Read the takeaways from our full investigation. https://t.co/F88WAdkZ6c
— The New York Times (@nytimes) May 21, 2022
Cette enquête édifiante, pour laquelle le journal a examiné des milliers de pages de documents d’archives et consulté une quinzaine d’économistes, révèle comment les banques françaises ont longtemps contrôlé la banque nationale d’Haïti depuis Paris et perçu des commissions sur presque toutes les transactions effectuées par le gouvernement haïtien.

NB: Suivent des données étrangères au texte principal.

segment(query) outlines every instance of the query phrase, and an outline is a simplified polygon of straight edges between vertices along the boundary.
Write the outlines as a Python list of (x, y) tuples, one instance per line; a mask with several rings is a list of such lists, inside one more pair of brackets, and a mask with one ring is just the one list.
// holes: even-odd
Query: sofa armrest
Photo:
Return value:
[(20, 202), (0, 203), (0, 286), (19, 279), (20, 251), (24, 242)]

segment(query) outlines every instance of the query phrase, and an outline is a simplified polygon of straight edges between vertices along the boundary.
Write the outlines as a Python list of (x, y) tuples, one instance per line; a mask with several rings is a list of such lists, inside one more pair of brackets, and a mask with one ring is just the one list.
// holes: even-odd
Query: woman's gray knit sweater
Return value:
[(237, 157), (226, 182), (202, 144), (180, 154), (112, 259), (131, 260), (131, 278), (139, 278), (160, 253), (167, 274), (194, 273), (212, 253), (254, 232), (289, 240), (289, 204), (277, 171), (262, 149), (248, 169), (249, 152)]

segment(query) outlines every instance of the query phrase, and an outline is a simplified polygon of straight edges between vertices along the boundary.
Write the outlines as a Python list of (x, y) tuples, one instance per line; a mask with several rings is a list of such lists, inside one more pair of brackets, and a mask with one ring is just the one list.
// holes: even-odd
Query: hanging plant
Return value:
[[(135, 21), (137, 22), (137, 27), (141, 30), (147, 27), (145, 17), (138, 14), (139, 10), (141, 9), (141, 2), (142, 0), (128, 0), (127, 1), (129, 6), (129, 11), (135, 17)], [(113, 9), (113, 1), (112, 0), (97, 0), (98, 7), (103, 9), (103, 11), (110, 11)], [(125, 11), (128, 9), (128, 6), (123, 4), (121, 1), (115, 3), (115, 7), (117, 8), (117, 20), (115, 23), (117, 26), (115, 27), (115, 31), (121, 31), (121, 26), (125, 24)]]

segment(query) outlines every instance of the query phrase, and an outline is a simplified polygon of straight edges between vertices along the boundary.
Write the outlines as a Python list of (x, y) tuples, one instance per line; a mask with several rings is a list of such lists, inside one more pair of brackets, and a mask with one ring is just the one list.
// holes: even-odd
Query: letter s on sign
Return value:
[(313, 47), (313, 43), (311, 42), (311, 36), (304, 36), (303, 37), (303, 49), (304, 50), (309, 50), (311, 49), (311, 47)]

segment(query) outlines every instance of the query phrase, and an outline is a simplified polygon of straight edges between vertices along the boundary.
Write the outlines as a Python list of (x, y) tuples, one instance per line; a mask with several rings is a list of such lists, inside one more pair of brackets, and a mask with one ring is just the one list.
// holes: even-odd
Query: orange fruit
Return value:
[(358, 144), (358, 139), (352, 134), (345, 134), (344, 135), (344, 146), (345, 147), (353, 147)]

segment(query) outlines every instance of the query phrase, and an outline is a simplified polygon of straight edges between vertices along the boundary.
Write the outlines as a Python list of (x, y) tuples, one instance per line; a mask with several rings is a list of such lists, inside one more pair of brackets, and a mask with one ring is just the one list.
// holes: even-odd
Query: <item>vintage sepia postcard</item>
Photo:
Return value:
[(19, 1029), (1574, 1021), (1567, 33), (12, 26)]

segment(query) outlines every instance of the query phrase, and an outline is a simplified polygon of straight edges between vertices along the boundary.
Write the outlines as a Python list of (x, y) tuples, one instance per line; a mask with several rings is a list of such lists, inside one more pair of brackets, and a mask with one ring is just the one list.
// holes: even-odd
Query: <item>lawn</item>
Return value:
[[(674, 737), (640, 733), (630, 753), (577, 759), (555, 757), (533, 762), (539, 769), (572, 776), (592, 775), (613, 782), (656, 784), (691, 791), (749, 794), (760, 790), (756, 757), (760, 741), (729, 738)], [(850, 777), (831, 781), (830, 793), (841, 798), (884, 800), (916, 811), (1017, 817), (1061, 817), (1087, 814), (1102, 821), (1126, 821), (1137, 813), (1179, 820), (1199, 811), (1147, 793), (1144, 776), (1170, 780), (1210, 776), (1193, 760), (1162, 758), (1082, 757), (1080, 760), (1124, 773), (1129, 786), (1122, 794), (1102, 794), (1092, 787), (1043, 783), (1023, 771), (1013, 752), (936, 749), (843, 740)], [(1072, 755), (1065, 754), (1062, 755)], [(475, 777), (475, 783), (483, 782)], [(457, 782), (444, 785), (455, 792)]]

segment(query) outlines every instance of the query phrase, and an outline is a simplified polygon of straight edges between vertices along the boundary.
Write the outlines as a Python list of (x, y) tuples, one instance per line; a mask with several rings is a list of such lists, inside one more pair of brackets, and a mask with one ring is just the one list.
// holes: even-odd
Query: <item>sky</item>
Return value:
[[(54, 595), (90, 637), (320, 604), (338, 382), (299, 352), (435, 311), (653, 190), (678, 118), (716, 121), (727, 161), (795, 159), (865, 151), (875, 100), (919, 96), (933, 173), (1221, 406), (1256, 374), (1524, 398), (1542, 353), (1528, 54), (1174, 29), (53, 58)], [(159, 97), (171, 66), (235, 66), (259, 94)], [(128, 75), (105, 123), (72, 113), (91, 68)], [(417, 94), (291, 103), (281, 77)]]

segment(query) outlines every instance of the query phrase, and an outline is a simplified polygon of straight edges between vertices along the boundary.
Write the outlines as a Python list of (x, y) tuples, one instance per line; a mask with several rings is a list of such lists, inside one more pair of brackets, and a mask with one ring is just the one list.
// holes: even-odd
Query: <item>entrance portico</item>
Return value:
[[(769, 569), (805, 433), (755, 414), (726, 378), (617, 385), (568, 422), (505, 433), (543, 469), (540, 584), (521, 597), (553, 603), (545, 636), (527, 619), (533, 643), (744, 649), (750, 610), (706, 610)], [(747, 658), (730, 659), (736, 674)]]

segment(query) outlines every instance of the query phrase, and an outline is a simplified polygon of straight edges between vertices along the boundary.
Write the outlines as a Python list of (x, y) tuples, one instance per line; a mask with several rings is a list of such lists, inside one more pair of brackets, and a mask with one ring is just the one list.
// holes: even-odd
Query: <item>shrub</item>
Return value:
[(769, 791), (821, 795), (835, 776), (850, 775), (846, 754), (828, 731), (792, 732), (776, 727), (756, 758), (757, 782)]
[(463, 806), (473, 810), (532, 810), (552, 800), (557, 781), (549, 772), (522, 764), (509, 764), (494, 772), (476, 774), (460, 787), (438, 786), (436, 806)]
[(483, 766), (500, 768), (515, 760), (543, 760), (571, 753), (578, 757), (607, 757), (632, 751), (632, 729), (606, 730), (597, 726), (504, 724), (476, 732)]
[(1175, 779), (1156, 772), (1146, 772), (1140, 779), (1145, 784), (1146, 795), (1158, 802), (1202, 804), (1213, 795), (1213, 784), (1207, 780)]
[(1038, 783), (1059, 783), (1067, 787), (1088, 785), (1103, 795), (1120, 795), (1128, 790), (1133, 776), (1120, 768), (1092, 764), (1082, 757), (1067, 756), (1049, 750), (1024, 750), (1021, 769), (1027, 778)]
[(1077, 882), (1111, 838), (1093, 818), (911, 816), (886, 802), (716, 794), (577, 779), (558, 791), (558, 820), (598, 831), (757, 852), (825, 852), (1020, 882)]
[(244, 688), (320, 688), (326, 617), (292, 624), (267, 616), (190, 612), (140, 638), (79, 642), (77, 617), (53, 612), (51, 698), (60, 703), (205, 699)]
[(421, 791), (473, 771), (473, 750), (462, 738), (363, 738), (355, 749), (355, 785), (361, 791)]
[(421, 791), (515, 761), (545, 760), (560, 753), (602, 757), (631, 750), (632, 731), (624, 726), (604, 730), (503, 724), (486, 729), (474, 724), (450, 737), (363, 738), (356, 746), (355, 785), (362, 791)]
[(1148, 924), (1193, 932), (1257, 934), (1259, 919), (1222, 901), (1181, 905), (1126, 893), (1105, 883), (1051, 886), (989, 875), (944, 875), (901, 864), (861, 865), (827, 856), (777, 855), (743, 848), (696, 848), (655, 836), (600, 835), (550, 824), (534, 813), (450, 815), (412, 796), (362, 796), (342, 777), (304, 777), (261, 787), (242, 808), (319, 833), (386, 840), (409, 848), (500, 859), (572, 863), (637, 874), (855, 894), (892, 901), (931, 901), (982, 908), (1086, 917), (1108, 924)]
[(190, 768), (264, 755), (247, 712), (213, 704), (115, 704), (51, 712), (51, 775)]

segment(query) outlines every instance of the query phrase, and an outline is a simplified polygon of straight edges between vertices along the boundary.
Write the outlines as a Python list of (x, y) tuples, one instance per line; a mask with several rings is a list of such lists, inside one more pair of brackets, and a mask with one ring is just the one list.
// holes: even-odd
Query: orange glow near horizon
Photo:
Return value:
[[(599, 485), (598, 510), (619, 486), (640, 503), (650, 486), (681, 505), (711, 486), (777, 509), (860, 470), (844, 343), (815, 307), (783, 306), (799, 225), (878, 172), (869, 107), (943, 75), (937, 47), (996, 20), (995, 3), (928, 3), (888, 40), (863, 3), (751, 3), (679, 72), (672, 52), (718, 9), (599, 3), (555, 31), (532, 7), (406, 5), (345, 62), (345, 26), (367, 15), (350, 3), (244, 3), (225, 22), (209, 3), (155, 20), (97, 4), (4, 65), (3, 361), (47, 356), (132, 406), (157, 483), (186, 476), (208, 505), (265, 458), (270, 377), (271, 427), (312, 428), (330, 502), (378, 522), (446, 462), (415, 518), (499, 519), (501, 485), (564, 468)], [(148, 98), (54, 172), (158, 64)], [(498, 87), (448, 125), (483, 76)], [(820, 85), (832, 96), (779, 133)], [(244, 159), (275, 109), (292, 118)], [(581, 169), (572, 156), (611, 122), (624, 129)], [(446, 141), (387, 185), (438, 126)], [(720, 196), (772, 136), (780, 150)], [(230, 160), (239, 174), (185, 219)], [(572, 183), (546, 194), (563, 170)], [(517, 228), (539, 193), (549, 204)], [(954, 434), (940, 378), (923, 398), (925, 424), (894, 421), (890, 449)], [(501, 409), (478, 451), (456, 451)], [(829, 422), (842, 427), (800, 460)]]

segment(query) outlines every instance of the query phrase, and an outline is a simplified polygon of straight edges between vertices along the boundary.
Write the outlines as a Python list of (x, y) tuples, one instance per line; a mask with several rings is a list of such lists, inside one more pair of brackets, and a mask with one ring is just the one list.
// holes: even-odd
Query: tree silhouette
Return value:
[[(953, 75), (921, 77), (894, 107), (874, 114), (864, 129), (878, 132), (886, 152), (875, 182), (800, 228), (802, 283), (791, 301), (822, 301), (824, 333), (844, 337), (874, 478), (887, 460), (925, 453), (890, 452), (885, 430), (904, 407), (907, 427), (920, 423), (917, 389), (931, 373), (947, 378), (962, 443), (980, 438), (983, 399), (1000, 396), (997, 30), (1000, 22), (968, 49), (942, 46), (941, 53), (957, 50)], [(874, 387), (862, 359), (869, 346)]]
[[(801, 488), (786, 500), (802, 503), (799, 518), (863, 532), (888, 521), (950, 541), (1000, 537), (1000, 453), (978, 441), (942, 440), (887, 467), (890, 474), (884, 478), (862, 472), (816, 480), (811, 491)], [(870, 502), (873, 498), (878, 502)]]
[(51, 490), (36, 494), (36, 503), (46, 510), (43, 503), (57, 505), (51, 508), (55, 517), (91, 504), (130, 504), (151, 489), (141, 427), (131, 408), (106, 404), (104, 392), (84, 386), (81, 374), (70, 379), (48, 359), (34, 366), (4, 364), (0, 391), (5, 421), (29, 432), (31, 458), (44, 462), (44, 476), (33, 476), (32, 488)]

L’enquête décrit par ailleurs l’emprise étasunienne croissante sur l’actionnariat de la banque nationale au début du XXème siècle. « La National City Bank [et] d’autres puissances de Wall Street [ont] poussé Washington à prendre le contrôle d’Haïti et de ses finances. Pendant les décennies qui ont suivi, les États-Unis ont été la puissance dominante en Haïti, dissolvant le parlement sous la menace des armes, tuant des milliers de personnes et expédiant une grande partie des revenus d’Haïti aux banquiers de New York tandis que les agriculteurs qui contribuaient à générer les profits vivaient souvent au bord de la famine », relate le NYT.
Marquée par la colonisation, l’esclavage et l’ingérence extérieure, l’histoire d’Haïti est encore lourde de conséquences aujourd’hui, le pays figurant parmi les plus pauvres du monde. A l’image de sa récente intervention lors de la 79ème assemblée générale de l’ONU, le président du Conseil présidentiel de transition d’Haïti n’entend manifestement pas laisser perdurer l’impunité.